Wednesday, November 14, 2012


Jawaharlal Nehru

November 14, 2012

On this date in 1889, India's first prime minister Jawaharlal Nehru was born to a humanist father and Hindu mother. Nehru was educated in England and Cambridge University and practiced law. He became an early protege of Gandhi in the 1920s and spent much of 1930 to 1936 in jail for civil disobedience campaigns. He was imprisoned for 32 months during the Quit India campaign, during which he and Gandhi pledged support for Great Britain during WWII only if India were freed. Upon the liberation and creation of India, Aug. 15, 1947, Nehru became the nation's first Prime Minister and led the nation through its turbulent beginnings for 18 years. Nehru, a rationalist and agnostic, believed in industrialization, education and mildly socialistic policies. Under his tutelage, India adopted a constitution which decreed a separation of church and state.

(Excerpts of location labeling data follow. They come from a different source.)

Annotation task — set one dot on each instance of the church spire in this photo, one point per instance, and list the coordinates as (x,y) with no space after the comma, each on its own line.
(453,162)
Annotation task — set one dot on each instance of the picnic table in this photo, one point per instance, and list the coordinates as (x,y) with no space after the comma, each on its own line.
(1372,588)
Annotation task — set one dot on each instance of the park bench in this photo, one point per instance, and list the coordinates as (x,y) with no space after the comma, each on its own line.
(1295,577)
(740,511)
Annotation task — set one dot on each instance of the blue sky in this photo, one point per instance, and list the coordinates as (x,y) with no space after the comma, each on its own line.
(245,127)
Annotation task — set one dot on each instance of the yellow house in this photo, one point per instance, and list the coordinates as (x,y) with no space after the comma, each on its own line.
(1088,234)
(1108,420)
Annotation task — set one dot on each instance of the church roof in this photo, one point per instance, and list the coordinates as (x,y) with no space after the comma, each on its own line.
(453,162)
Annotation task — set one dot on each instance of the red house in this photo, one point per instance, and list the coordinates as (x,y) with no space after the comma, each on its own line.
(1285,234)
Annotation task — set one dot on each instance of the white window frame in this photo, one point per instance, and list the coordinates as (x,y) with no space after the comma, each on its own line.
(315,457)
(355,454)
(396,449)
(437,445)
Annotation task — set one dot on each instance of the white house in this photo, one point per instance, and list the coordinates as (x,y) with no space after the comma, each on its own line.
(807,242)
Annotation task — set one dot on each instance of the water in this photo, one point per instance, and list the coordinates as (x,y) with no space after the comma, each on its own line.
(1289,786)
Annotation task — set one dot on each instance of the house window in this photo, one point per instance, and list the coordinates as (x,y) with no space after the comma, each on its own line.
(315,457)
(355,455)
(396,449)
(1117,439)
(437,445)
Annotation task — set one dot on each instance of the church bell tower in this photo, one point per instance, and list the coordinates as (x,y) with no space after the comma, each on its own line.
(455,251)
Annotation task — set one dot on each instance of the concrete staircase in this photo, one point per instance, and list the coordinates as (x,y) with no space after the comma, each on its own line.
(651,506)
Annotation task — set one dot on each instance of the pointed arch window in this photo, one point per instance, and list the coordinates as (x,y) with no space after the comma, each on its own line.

During the Cold War, Nehru appealed to the U.S. and the U.S.S.R. to start nuclear disarmament. Nehru authored several books, including his autobiography. His only daughter, Indira Gandhi, became Prime Minister in 1966. D. 1964.
“I am interested in this world, in this life, not in some other world or a future life.”

— Jawaharlal Nehru, cited in Who's Who in Hell by Warren Allen Smith.